There are pros and cons to both systems. The main advantage to air bearing is virtually zero friction that is independent of carriage mass. My current line of experimentation will almost certainly result lower friction than the moving bearing type of air bearing, the flexible hose having greater resistance than my mechanical bearings. A problem with air bearings is that the air in the gap has a stiffness that acts exactly like a spring. This spring combined with the mass/effective mass of the arm has a resonant frequency that will be in the audio bandwidth. Damping will help to reduce its effect but cannot completely eradicate it without increasing to a level that inpinges on arm movement. An advantage of mechanical bearings is that low frequencies are damped by bearing friction and high frequencies, audio bandwidth, are controlled by physical grounding. However bearings friction is directly related to carriage mass via the coefficient of friction. With most bearings the coefficient of friction is to high. Bearing chatter is another problem if using ball race bearings. You either have to have a carriage that is to lightweight to offer adequate rigidity or a carriage that is so heavy that bearing friction is excessive.

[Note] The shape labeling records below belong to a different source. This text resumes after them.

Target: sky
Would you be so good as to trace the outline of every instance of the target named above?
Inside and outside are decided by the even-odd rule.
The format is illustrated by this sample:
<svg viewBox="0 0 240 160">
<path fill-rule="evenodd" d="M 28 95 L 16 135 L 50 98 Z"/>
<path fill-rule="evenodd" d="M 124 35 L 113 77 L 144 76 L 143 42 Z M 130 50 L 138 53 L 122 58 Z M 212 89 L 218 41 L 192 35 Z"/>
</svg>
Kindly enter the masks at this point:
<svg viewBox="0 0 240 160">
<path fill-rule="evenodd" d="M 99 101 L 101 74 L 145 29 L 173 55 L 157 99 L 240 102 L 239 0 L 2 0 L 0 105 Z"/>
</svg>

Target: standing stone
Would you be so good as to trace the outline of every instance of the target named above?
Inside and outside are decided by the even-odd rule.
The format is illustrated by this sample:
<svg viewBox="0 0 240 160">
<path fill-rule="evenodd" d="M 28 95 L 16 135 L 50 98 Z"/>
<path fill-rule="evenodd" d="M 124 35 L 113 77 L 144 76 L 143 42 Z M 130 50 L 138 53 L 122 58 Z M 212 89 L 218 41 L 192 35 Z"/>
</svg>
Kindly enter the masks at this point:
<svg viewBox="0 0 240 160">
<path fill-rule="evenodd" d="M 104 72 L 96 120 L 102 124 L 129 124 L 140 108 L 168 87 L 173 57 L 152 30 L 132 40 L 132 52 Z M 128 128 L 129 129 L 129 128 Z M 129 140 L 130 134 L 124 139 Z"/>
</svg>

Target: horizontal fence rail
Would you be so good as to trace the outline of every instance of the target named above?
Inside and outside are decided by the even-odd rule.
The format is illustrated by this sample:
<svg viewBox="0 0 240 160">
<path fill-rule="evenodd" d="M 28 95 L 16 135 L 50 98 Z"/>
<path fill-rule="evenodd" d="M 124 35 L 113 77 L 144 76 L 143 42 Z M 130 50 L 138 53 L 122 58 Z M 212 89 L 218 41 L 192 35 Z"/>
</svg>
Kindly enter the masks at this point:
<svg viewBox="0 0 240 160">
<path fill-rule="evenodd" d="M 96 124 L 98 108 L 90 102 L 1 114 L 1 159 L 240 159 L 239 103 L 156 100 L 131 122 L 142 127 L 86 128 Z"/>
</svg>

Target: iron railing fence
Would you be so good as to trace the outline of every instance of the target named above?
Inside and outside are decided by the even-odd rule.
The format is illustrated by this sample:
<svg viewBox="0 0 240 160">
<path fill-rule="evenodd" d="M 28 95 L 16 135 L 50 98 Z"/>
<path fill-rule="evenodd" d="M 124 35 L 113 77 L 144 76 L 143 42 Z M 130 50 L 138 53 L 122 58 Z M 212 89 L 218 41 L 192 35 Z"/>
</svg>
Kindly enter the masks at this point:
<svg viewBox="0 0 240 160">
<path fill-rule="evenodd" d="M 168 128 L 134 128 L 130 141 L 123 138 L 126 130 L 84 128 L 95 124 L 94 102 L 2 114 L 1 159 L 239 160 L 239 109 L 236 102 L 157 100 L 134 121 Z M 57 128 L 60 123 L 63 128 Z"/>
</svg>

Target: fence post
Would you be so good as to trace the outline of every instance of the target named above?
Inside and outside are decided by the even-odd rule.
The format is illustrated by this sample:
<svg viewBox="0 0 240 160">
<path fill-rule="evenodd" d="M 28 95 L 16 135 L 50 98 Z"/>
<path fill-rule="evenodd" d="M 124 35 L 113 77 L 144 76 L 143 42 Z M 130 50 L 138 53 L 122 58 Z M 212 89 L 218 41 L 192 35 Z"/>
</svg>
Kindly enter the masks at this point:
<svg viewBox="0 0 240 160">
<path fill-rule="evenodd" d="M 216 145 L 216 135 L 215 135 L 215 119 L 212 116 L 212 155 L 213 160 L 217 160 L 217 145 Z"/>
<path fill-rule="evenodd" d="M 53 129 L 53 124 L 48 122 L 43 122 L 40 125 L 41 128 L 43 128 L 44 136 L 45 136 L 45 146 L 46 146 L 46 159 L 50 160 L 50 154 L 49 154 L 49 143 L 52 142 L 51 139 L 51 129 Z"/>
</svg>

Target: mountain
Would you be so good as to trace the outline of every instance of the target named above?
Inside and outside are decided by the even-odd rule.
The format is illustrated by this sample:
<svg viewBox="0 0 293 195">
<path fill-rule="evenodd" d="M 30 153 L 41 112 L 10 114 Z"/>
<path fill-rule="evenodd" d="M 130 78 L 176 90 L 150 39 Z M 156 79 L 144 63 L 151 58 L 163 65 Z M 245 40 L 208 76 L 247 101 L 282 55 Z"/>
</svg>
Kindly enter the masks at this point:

My experiments are aiming at offering air bearing levels of friction without the air spring effect. This in turn allows for ideal carriage mass and the advantage of an ultra rigid carriage. My designs are also aiming at ideal grounding without the need for additional damping.
It may be that the ultimate system is air based but the cost is considerably higher and the need for an air pump is unattractive.
So far I have conclusively improved on ball race bearings and had a lot of fun doing so.